Von Britta Wonnemann, 12.05.09, 17:30h
„Es gab schriftliche Ablehnungen, aber es kam kein Sachverständiger vorbei“, bemängelte Rössler. RWE vereinbart nach eigenen Angaben dann einen Ortstermin, wenn ein Bergschaden nicht zweifelsfrei ausgeschlossen werden kann. In Heppendorf soll es solche Schäden aber nicht geben, der Ort soll sich durch den Entzug von Grundwasser gleichmäßig in Richtung Tagebau absenken. Immekus bezweifelte dies: In einer Erdscholle, bei Elsdorf ist es die große „Erftscholle“, gebe es viele Störungslinien und Bruchstellen, die jedoch in den wenigsten Karten eingezeichnet seien. In fast allen Ablehnungen von Bergschäden spreche RWE von einer gleichmäßigen Schiefstellung. „Dann müsste es aber doch irgendwo eine Kante geben.“ Die gebe es nicht, da die Absenkung die Form einer Mulde habe, erklärte RWE-Sprecher André Bauguitte auf Anfrage des „Kölner Stadt-Anzeiger“. Eine Kante trete bei einem tektonischen Sprung auf, der in dieser Gegend nicht vorliege. Die Absenkung, in der Elsdorf liege, betreffe zudem eine so große Fläche, dass sie für einzelne Häuser keine Rolle spiele.
Immekus wies die Bürger darauf hin, dass torfhaltiger Boden zu örtlichen Senkungen führen könne. Daten des Erftverbandes zeigten außerdem, dass es in Heppendorf eine „geologische Anomalie“ gebe. An einer Stelle sei kein Grundwasser im Boden vorhanden - eine mögliche Erklärung, warum der Ort die tiefste Absenkung in der Gemeinde zeigt.
Grubenbilder
Immekus riet den Bürgern, bei einem vermuteten Bergschaden den Keller freizuschachten, um festzustellen, ob sich innen und außen Risse im Fundament befinden - eine Voraussetzung für den Nachweis. Vorloeper zeigte Möglichkeiten auf, die Herkunft der Schäden zu ermitteln, etwa durch Einsicht in so genannte Grubenbilder.

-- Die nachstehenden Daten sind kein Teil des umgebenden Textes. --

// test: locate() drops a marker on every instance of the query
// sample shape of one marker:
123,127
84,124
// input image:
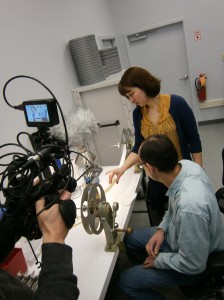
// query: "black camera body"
41,113
49,163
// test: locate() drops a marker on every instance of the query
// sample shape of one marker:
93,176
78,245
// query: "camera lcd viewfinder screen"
37,113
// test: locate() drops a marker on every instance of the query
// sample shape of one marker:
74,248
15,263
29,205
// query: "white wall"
34,42
204,56
35,34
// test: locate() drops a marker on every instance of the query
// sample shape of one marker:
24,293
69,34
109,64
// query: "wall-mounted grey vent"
137,36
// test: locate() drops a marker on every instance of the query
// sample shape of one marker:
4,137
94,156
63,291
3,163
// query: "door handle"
185,77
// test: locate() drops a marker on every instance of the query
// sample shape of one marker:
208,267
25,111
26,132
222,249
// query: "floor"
212,136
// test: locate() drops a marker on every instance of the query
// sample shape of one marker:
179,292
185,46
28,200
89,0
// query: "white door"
162,52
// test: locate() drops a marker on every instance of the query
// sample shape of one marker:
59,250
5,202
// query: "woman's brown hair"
140,78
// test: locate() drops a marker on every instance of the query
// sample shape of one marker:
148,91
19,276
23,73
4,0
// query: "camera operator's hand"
50,221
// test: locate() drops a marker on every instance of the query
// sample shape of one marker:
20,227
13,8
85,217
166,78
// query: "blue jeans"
137,282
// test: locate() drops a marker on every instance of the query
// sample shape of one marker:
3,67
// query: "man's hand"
50,221
155,242
149,262
118,172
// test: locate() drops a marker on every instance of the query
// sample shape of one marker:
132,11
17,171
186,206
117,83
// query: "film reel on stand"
97,215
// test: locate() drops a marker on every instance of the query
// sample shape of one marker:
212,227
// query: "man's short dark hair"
160,152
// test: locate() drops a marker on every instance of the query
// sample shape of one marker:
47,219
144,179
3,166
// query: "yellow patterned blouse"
165,124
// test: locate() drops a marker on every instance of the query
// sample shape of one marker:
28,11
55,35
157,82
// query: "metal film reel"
92,196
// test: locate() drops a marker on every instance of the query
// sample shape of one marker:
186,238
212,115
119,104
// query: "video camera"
44,172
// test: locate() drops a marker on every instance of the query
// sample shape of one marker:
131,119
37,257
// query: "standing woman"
157,113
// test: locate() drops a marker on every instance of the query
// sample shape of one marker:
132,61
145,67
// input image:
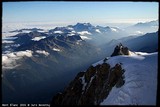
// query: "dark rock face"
120,50
91,87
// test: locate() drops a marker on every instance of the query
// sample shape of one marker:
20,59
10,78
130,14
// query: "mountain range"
122,79
34,60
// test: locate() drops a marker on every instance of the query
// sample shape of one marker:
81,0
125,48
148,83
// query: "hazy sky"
72,12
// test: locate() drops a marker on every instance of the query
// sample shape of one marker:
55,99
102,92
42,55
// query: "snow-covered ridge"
9,60
38,38
140,80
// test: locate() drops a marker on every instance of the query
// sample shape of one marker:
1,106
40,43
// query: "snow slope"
140,80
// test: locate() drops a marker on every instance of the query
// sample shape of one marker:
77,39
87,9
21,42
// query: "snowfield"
140,76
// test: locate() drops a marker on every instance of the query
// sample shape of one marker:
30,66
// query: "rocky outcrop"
120,50
92,86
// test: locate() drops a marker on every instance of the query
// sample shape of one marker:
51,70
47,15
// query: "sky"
73,12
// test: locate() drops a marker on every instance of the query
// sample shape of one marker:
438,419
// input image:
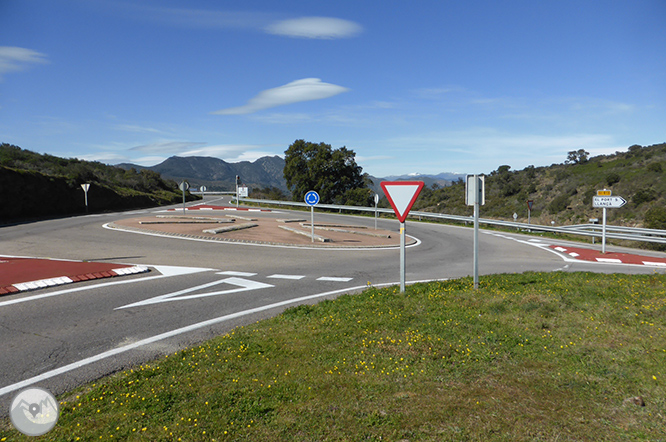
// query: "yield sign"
402,195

Ebenso wie Immekus und die Heppendorfer Initiative hat sich die Anwältin dem kürzlich gegründeten „Netzwerk Bergschäden“ angeschlossen, das Betroffene und Sachverständige rund um den Tagebau Hambach einschließt. Das Netzwerk fordert unter anderem, dass RWE, nicht der Geschädigte, den Bergschaden nachweisen muss und auch die Kosten für teure Überprüfungen trägt. Vorloeper erklärte, Geschädigte sollten die Ablehnung eines Bergschadens ohne einen Ortstermin auf keinen Fall akzeptieren. Das Netzwerk wolle außerdem erreichen, dass auf die übliche Verjährungsfrist von drei Jahren verzichtet wird.

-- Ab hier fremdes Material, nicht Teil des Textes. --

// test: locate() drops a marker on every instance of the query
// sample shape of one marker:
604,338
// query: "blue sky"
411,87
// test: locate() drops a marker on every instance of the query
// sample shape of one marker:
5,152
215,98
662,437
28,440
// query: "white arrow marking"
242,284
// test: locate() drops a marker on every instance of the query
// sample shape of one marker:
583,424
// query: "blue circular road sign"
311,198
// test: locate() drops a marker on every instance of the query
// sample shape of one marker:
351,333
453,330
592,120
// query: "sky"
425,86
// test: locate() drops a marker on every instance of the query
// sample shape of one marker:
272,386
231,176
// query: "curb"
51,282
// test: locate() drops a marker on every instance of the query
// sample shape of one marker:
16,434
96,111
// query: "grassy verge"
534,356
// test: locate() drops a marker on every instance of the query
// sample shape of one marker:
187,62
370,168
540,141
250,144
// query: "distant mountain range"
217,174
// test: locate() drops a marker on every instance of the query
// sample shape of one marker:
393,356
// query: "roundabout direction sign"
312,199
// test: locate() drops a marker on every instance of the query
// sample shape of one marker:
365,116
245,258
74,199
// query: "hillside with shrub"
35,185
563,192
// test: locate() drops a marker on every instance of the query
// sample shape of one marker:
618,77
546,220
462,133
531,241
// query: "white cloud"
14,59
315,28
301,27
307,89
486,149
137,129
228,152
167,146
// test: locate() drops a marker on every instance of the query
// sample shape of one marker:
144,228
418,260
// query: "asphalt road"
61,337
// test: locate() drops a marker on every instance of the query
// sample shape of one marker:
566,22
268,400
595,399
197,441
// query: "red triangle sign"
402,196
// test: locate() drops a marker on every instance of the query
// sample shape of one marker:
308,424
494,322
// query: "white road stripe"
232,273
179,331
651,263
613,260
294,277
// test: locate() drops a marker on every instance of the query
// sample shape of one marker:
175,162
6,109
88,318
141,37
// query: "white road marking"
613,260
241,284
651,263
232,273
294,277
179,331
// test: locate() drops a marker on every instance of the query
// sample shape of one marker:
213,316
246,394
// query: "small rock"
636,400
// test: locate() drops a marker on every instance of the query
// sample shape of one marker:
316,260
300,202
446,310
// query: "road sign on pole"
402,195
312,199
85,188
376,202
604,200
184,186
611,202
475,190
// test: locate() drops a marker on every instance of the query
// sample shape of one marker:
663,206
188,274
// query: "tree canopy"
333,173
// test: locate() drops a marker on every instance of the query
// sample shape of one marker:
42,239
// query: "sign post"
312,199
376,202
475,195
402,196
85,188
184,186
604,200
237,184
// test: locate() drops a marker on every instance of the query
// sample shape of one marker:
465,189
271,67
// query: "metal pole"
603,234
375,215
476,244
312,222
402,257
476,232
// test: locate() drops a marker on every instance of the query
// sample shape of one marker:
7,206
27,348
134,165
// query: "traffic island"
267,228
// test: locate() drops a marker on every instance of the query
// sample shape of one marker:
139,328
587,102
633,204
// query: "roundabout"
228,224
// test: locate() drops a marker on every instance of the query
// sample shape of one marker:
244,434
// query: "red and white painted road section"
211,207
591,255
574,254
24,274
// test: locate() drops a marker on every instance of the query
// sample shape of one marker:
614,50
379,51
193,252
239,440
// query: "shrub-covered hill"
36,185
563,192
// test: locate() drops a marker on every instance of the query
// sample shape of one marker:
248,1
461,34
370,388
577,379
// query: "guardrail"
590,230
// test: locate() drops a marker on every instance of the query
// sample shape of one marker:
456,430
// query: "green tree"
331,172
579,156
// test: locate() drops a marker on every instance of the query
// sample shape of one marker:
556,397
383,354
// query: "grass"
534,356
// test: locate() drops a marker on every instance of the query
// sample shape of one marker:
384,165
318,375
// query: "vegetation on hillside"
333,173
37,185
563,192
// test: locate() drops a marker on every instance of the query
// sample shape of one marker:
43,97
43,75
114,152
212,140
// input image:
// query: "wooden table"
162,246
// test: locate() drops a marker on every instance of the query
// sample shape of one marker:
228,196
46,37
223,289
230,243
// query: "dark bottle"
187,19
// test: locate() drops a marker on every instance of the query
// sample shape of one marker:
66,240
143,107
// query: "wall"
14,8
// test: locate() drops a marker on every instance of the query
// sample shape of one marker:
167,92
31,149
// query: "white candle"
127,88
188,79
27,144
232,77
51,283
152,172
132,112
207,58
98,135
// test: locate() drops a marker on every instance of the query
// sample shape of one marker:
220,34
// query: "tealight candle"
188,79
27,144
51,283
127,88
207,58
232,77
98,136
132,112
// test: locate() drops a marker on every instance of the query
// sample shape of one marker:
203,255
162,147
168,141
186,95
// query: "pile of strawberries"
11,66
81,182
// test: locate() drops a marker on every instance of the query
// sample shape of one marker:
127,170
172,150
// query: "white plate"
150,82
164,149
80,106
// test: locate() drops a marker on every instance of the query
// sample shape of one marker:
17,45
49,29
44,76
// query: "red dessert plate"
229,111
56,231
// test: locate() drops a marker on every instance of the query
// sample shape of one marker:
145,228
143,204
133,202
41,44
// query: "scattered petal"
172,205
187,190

Die Bürger machten ihrem Ärger bei der Versammlung Luft, etwa darüber, dass man beim Bau der Häuser keine Ahnung von möglichen Bodenbewegungen gehabt habe. Mehrere forderten den Einsatz und die Unterstützung der Politik. Rössler bat jeden, sich einmal bei Bekannten oder Nachbarn umzuhören, ob es Schäden am Haus gibt. „Wir müssen jetzt erst einmal sammeln“, erläuterte er. Auch seien Initiativen in anderen Ortsteilen wünschenswert. Der Berrendorfer Journalist Manfred Junggeburth stellte sich kurzerhand als Ansprechpartner für seinen Ort zur Verfügung.